This is Scientific American's 60-second Science, I'm Steve Mirsky.
Justin Verlander of the Houston Astros will start tonight's Major League Baseball All-Star Game for the American League. He's in the news for more than that, though. Monday, he told ESPN that the huge rise in home runs this season is due to the fact that the 2019 baseball is what he called "a f-ing joke." Many other players and commentators have questioned whether the ball is "juiced" — that is, made so that it travels farther and faster.
"So, however they are making or creating the baseballs ... they're coming up with a rounder baseball."
Sports data scientist Meredith Wills. With a doctorate in astrophysics, her first studies were in publications like the Astrophysical Journal and Solar Physics. But her most recent research, on the 2019 baseball, appeared June 25th in the online sports publication the Athletic.
So how do you make a baseball that's rounder than other baseballs? Wills got her hands on 39 Major League baseballs used in 2019. Compared with last year's ball, "The laces are thinner... the leather is substantially smoother... any one of these changes will make the aerodynamics of the ball better, they will decrease the drag. So the way to think of it is that the ball doesn't slow down as quickly when it's traveling through the air, which means that it stays faster longer, which means it's able to travel farther."

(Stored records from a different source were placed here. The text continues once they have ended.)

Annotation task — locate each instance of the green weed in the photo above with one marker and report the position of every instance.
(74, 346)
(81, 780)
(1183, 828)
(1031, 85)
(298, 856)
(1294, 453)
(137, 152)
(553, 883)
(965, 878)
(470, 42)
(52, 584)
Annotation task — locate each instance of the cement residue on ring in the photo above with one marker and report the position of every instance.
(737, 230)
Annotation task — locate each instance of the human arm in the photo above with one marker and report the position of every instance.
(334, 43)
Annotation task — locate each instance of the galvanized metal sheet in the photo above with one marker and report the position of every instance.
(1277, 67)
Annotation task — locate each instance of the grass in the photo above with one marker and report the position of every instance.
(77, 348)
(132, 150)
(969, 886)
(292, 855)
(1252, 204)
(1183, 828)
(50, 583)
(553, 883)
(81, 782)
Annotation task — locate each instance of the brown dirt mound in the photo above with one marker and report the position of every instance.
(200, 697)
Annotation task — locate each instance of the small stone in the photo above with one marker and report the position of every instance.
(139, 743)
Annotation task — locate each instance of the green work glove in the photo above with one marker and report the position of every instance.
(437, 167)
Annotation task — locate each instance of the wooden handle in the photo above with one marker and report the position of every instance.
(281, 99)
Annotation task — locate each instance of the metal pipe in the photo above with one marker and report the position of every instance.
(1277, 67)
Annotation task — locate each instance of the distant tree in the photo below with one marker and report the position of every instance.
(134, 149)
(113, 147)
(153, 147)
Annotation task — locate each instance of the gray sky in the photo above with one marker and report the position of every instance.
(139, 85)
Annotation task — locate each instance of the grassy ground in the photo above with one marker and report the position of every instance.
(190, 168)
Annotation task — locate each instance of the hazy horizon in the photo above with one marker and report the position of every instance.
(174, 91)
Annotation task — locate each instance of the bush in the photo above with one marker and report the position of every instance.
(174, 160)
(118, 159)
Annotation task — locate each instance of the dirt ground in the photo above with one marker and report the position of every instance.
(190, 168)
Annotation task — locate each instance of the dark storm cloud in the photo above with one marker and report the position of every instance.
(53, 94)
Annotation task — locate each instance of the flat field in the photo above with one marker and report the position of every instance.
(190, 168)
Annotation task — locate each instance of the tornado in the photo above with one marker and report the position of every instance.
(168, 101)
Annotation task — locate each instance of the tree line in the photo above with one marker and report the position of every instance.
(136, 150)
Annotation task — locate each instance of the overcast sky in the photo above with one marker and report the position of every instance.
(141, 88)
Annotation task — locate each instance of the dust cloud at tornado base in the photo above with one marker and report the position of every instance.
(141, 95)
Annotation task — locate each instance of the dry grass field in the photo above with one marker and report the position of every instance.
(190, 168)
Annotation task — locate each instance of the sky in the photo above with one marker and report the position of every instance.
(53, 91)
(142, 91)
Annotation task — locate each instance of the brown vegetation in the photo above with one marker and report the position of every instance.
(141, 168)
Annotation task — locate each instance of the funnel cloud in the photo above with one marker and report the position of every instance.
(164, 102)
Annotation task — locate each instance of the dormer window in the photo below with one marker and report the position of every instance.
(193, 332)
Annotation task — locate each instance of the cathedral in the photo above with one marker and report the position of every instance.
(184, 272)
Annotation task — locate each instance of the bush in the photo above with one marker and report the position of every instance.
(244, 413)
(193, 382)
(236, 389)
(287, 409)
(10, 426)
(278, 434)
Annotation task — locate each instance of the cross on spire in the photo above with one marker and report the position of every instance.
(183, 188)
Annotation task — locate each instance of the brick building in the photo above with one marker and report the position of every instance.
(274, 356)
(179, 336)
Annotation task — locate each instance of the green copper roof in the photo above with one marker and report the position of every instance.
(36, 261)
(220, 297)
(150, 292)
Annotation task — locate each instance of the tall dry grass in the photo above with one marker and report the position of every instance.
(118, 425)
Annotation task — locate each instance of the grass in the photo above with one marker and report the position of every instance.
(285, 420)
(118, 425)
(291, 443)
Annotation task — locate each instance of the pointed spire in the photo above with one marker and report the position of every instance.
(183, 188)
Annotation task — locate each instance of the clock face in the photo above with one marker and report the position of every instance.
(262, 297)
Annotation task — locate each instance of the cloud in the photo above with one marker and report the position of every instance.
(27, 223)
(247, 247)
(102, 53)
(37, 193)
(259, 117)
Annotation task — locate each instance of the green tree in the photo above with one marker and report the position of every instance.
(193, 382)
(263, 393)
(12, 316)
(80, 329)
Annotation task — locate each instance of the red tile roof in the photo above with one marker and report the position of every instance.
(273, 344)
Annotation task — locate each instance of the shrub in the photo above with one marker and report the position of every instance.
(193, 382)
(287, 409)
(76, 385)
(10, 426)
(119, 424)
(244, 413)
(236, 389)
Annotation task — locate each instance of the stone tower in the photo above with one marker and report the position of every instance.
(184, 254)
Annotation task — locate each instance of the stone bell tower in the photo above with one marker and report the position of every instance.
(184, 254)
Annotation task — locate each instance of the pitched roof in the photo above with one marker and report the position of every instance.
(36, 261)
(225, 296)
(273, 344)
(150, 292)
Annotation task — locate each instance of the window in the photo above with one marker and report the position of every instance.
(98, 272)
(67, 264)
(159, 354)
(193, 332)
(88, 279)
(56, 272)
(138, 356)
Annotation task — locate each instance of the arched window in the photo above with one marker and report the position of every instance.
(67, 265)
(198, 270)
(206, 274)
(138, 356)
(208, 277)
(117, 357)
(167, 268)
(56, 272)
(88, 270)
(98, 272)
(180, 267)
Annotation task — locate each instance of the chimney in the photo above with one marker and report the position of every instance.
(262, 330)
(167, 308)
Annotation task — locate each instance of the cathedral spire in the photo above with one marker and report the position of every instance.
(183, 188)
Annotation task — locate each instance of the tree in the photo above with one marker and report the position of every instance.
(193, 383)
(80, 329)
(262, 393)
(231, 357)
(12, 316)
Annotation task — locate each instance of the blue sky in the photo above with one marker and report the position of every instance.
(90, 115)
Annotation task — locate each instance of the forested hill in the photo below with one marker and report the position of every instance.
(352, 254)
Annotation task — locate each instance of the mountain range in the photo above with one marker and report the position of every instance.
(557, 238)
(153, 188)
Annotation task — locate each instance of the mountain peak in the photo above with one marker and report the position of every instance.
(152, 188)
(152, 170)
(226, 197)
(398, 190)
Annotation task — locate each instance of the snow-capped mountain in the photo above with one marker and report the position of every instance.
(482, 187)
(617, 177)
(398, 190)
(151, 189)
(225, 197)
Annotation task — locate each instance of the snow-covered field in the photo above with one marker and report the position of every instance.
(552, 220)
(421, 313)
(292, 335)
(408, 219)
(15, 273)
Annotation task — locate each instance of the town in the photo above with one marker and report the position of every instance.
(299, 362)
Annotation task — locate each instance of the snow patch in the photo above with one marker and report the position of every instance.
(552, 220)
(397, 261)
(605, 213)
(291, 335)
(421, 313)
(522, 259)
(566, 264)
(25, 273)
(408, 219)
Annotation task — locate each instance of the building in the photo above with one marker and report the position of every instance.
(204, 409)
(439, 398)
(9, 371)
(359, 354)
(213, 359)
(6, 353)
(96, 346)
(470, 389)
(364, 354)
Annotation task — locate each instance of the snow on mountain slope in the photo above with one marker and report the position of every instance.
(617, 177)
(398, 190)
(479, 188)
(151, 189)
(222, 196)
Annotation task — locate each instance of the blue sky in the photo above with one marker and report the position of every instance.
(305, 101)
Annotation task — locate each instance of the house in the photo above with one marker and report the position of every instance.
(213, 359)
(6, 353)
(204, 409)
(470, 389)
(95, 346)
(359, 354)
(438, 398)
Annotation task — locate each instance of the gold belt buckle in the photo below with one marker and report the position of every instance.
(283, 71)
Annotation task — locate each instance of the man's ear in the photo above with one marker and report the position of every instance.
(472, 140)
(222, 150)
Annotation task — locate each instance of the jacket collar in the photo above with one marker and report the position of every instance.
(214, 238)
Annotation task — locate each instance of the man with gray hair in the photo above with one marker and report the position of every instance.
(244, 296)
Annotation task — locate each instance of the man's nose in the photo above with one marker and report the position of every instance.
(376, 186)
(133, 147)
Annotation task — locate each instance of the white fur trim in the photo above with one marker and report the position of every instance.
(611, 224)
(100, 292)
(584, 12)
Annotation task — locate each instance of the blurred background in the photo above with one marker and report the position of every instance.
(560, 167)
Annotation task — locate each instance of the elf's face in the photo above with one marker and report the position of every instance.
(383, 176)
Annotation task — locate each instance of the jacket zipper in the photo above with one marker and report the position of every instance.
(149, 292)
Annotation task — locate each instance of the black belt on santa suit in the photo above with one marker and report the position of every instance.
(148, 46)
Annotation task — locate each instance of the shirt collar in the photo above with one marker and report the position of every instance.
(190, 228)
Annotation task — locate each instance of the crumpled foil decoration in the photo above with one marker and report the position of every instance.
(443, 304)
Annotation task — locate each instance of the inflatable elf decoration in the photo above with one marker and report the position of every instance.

Which could account for part of why the players are on pace to hit more than 6,600 homers this year, up from 5,585 last year. Hitters are clearly also changing their swing plane to try to hit more homers, which is probably also a factor. But another indicator of less drag on the ball is home run distance. Wills notes that 82 home runs went at least 450 feet in 2018. This year has already seen 84 of that distance, with almost half a season to play.
The changes in the ball also make it harder for the pitchers to manipulate it. "There are two problems: one is that it becomes harder to grip the ball in a way that allows you to spin it enough to get break, and then the other one is that the height of the seams themselves can affect how much the ball does break, assuming you get it up to the same spin."
Last year, Major League Baseball bought Rawlings, the company that makes the baseballs. So don't be surprised if next year's ball is once again ever-so-slightly less round—to give pitchers a square deal.
For Scientific American — 60-Second Science. I'm Steve Mirsky.